America isn’t just some open-ended idea, nor is it the whole world. Like any other nation, it’s the product of a unique culture, heritage, language, and set of values that may have its origins elsewhere, but converged here to create something without precedent and without equal anywhere in the world. It can only embrace so much change before it starts to become something entirely different, a simple fact of life impossible for millions of Americans to grasp, but such is the nature of indoctrination and propaganda.
In closing, I want to share something I wrote last year in a review of the Matt Damon-headlining movie Stillwater (which I highly recommend to viewers). It concerns a line of dialogue which critiques the tragic stubbornness of Americans:
One of the first lines of dialogue in “Stillwater,” which opened in theaters July 30, is from a Spanish-speaking migrant worker expressing amazement at the idea that Americans simply come back, rebuild, and carry on despite tornadoes repeatedly levelling their town. The worker wonders why residents don’t just go someplace else to avoid this regular devastation to their lives.

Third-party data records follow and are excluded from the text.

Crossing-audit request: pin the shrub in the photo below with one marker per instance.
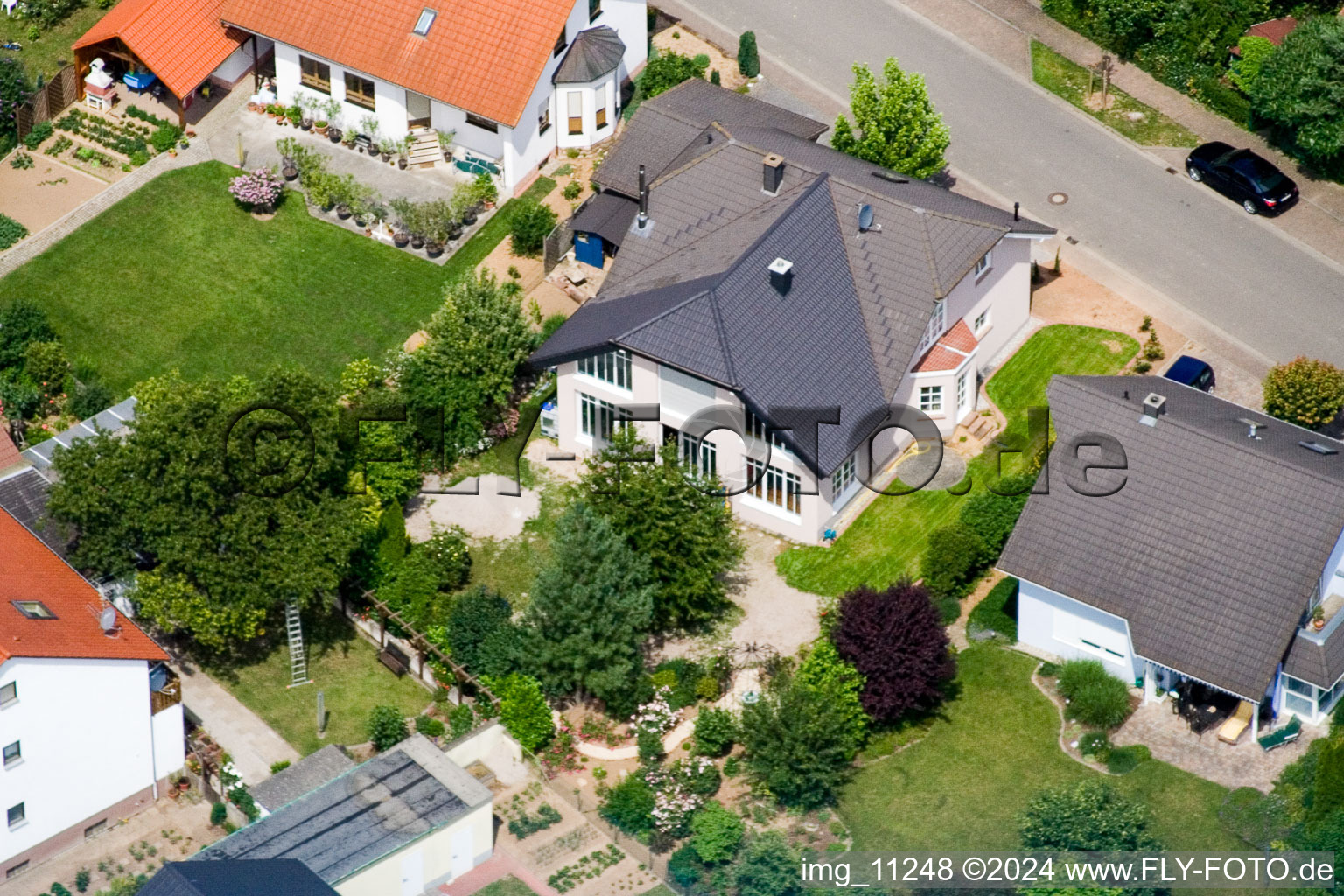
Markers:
(429, 725)
(1304, 391)
(386, 727)
(1121, 760)
(529, 225)
(717, 833)
(998, 612)
(1096, 697)
(952, 562)
(11, 231)
(749, 58)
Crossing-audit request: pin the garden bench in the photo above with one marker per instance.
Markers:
(394, 660)
(1285, 735)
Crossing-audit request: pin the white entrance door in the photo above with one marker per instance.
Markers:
(965, 394)
(413, 873)
(461, 852)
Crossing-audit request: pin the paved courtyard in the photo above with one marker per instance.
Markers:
(1242, 765)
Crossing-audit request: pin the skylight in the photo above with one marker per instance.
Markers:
(425, 20)
(34, 609)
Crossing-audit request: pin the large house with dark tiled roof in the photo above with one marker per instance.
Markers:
(1201, 559)
(765, 273)
(90, 715)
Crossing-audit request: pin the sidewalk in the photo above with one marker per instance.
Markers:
(1003, 30)
(253, 745)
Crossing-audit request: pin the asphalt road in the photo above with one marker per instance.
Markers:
(1198, 248)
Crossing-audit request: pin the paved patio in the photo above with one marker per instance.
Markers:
(1242, 765)
(257, 136)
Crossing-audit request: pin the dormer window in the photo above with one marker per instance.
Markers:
(425, 20)
(34, 609)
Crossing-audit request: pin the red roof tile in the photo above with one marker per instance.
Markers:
(948, 352)
(480, 55)
(180, 40)
(30, 571)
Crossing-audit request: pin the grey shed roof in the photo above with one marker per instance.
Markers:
(608, 215)
(594, 52)
(23, 494)
(301, 778)
(237, 878)
(363, 816)
(1214, 546)
(110, 421)
(675, 124)
(692, 290)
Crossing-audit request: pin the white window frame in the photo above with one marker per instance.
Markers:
(598, 419)
(612, 368)
(773, 488)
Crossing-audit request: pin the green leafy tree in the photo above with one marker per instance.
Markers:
(1253, 54)
(1304, 391)
(767, 866)
(1086, 816)
(1300, 90)
(523, 710)
(592, 610)
(198, 502)
(386, 727)
(717, 833)
(825, 668)
(895, 124)
(667, 70)
(749, 58)
(689, 537)
(800, 743)
(476, 343)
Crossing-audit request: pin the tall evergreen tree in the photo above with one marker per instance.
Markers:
(592, 610)
(895, 124)
(686, 534)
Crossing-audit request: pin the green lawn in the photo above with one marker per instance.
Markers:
(178, 276)
(507, 887)
(995, 747)
(343, 667)
(890, 536)
(1068, 80)
(52, 47)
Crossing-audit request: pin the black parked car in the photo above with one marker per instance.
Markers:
(1242, 176)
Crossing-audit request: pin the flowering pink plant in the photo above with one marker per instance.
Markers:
(260, 190)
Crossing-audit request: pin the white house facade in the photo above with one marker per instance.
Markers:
(500, 101)
(90, 722)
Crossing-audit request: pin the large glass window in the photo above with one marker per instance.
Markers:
(774, 486)
(315, 74)
(359, 90)
(611, 367)
(598, 419)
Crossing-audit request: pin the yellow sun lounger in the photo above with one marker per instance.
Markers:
(1238, 723)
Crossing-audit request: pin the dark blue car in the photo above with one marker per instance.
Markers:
(1191, 371)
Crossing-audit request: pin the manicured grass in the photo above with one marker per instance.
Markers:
(52, 46)
(1068, 80)
(343, 667)
(990, 751)
(507, 887)
(889, 539)
(178, 276)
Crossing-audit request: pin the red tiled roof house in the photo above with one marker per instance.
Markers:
(512, 80)
(90, 718)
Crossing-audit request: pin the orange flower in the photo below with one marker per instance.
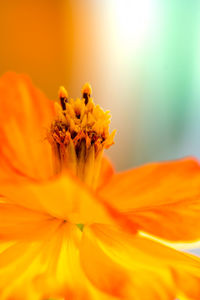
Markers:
(69, 225)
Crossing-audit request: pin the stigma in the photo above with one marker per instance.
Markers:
(78, 136)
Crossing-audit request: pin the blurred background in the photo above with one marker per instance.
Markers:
(142, 58)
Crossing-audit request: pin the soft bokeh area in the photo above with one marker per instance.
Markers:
(141, 57)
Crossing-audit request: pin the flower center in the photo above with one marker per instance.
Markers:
(78, 136)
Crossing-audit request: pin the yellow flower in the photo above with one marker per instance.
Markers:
(69, 224)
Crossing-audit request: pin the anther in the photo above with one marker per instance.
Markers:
(86, 92)
(63, 96)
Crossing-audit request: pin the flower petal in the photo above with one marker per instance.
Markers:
(133, 267)
(106, 172)
(18, 223)
(46, 268)
(163, 199)
(25, 114)
(64, 197)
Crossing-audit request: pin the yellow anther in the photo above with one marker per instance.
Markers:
(63, 96)
(86, 92)
(79, 135)
(62, 93)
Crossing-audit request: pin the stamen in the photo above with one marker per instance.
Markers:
(79, 135)
(86, 92)
(63, 95)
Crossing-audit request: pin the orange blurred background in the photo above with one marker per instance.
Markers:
(141, 57)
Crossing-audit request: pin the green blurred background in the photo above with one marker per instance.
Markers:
(141, 57)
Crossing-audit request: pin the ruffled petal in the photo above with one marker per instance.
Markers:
(64, 197)
(163, 199)
(25, 115)
(133, 267)
(106, 172)
(47, 268)
(19, 223)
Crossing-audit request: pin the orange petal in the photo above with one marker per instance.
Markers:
(133, 267)
(64, 198)
(20, 223)
(106, 172)
(46, 268)
(163, 199)
(25, 114)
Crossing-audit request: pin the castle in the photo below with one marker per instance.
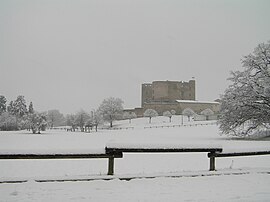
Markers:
(173, 95)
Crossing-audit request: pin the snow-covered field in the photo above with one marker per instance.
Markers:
(157, 177)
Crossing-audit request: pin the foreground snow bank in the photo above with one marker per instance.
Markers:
(251, 187)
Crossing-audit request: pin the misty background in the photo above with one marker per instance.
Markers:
(70, 55)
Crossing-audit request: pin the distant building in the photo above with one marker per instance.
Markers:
(173, 95)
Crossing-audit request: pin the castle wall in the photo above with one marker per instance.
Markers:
(168, 91)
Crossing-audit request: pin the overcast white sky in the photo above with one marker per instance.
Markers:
(70, 55)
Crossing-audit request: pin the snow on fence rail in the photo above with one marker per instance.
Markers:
(116, 128)
(116, 150)
(179, 125)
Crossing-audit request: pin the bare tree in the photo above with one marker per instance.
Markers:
(168, 114)
(150, 113)
(188, 112)
(129, 116)
(111, 109)
(245, 105)
(207, 112)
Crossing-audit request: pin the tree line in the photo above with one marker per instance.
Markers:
(18, 116)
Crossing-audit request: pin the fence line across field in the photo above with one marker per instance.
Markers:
(116, 151)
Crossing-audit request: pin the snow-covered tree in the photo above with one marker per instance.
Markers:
(3, 106)
(8, 121)
(168, 114)
(31, 108)
(207, 112)
(150, 113)
(55, 118)
(81, 119)
(96, 118)
(129, 116)
(188, 112)
(71, 121)
(111, 109)
(19, 105)
(245, 105)
(11, 108)
(37, 122)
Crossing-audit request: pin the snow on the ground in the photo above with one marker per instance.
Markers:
(244, 187)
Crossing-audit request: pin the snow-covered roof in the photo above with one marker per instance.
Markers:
(196, 102)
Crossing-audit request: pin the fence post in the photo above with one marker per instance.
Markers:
(212, 161)
(111, 166)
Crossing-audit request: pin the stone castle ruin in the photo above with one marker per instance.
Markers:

It’s a fair observation, although anyone making such a critique, particularly someone who’s left his home seeking greener pastures, ought to be reminded that it’s often the stubbornness of people that builds places we can call home in the first place.
52% of Democrats, 48% of 18-34 Americans, and 38% of the public overall would abandon this country when it comes under direct attack. Their sentiments are unfortunate, but not quite as tragic as the fact they’d export the same lack of investment and patriotism on an unwitting victim somewhere else in the world.